Didn t want naturally gregarious guys to think they d have to go all stoic! It s more a practice your conversation game so you don t verbally trample other people sort of thing.
I see the reactions people give me on a daily basis. People here do not. Why therefore do people who have no idea what goes on in my life have the right to automatically guess that I m wrong in the assumptions I make about people who interact with me. I ve seen how they react. People here haven t. People here know nothing about how people react or interact with me yet they pass judgement based on their own beliefs and experiences of how people interact and react. Which is apparently fine for them but not for me. Fine for them to have a bias but not for me.
One of the most interesting things about being attractive is that it 8767 s the little things that make up the difference things that are easily overlooked, but powerful when utilized properly. Here are five subtle attributes you can use to make yourself much more attractive instantly.
I ve done my best to acknowledge and appreciate other people s experiences and thank you for such a courtesy if you and others have shown it me. It s not just my current social group that act in such a way sometimes. It s most of the people I ve ever known. Of course it s not a universal experience of everyone.
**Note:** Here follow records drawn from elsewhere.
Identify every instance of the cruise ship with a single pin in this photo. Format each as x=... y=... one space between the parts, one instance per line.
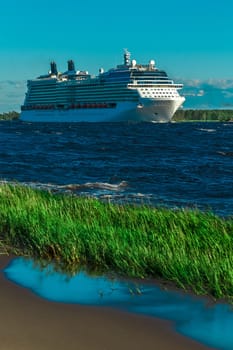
x=128 y=92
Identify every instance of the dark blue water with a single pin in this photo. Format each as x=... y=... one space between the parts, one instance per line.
x=176 y=164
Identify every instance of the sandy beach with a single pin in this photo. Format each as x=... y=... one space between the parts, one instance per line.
x=31 y=323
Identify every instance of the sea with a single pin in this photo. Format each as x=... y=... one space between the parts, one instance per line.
x=171 y=165
x=174 y=165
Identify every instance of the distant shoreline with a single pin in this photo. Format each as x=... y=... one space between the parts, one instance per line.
x=182 y=115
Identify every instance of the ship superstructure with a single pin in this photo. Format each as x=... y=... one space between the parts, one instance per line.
x=129 y=92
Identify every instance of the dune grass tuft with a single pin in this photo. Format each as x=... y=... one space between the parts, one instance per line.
x=188 y=247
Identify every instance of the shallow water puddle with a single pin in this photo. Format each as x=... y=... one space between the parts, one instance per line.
x=211 y=325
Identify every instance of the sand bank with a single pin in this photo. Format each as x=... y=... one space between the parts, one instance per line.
x=31 y=323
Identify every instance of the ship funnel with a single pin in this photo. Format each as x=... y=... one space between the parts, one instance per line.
x=71 y=66
x=53 y=67
x=126 y=58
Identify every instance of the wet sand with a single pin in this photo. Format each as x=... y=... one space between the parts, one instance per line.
x=28 y=322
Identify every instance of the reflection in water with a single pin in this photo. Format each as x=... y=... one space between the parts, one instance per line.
x=191 y=316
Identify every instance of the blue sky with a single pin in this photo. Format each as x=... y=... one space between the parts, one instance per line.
x=190 y=40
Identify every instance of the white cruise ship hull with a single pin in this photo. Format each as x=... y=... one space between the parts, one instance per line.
x=152 y=110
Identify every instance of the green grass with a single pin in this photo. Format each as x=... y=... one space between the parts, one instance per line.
x=188 y=247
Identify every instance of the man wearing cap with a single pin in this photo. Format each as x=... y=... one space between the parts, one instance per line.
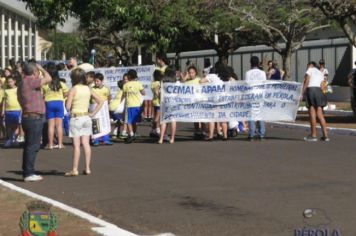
x=33 y=110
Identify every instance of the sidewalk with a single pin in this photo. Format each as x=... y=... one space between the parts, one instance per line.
x=339 y=121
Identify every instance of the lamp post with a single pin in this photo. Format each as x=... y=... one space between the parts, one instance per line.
x=93 y=52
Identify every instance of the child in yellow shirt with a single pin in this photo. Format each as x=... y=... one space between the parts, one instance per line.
x=104 y=94
x=54 y=94
x=114 y=105
x=133 y=91
x=12 y=111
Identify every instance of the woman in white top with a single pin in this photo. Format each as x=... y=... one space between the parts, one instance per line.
x=80 y=125
x=315 y=101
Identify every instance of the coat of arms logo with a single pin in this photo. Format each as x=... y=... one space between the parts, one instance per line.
x=38 y=220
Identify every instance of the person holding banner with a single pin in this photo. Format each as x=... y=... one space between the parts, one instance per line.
x=133 y=91
x=117 y=108
x=315 y=101
x=255 y=74
x=104 y=94
x=214 y=79
x=191 y=78
x=80 y=125
x=90 y=75
x=169 y=77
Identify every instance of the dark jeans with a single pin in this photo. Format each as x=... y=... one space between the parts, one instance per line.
x=33 y=133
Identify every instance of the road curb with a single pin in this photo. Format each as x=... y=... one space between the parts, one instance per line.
x=332 y=130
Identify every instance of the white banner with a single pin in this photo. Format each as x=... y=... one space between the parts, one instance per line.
x=230 y=101
x=104 y=120
x=112 y=75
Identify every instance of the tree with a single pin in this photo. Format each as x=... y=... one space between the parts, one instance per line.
x=282 y=21
x=215 y=19
x=69 y=44
x=341 y=11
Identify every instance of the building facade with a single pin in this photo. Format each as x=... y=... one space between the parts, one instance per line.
x=18 y=33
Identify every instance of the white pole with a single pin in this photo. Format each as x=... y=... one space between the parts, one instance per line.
x=16 y=30
x=9 y=38
x=139 y=57
x=353 y=56
x=2 y=39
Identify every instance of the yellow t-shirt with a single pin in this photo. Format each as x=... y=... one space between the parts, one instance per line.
x=1 y=94
x=81 y=99
x=102 y=92
x=50 y=95
x=133 y=95
x=155 y=100
x=162 y=69
x=116 y=101
x=193 y=81
x=11 y=102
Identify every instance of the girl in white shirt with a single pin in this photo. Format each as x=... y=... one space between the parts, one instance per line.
x=315 y=101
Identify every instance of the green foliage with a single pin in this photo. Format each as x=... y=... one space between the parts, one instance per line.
x=49 y=13
x=69 y=44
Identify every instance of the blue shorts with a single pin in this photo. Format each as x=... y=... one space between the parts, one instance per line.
x=54 y=109
x=133 y=115
x=115 y=116
x=12 y=117
x=156 y=108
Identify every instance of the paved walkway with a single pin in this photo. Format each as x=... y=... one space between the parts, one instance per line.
x=207 y=188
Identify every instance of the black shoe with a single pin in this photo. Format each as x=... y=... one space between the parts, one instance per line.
x=130 y=139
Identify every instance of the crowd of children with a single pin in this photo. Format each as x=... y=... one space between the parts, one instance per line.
x=126 y=108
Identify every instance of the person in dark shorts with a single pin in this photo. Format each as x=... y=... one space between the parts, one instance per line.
x=315 y=101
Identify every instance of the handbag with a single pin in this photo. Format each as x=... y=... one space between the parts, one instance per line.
x=95 y=126
x=324 y=86
x=120 y=109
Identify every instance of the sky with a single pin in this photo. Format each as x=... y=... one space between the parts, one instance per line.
x=69 y=26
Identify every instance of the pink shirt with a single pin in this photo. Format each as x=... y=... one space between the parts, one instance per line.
x=30 y=96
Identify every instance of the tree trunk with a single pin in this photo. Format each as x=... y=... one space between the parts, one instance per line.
x=287 y=65
x=349 y=33
x=223 y=55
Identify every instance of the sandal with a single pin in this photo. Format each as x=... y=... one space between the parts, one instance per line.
x=71 y=173
x=85 y=172
x=48 y=147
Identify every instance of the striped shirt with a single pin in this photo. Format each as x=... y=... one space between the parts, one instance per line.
x=30 y=96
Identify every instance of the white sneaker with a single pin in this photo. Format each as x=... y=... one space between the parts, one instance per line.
x=33 y=178
x=20 y=139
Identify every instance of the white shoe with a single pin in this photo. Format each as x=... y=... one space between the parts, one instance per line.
x=20 y=139
x=33 y=178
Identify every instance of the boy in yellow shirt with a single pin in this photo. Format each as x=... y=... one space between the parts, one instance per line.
x=114 y=105
x=54 y=95
x=133 y=91
x=104 y=94
x=12 y=112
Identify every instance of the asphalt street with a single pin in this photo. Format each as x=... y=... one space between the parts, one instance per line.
x=203 y=188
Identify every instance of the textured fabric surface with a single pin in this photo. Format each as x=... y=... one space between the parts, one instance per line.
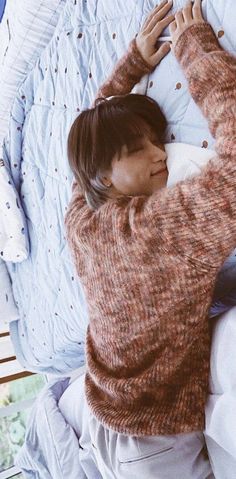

Have you ever considered coming at this problem from the end of things and spending some time dismantling what attracts you to others?
No, I haven t. If I wanted to discount someone s experience, I d simply tell them I thought what they were saying was wrong. If I told you something you see all the time in your everyday life was not happening/not true, you d not count my words as being worth more than your own real life experience. That doesn t mean you wouldn t value or appreciate my contribution. Personal experiences are always going to be more powerful than other people s words.
Tim, on the question of how to build confidence, I would highly recommend mastering something anything in order to build confidence. I understand the need to expose yourself to tough situations but that is exactly what mastering a skill requires. Whether it is piano, foosball, pinball, tae kwon do, etc., really doesn 8767 t matter. Just pick something and become really good at it master it. Then you will always know that, whether you start from the beginning, you have the ability to finish on top.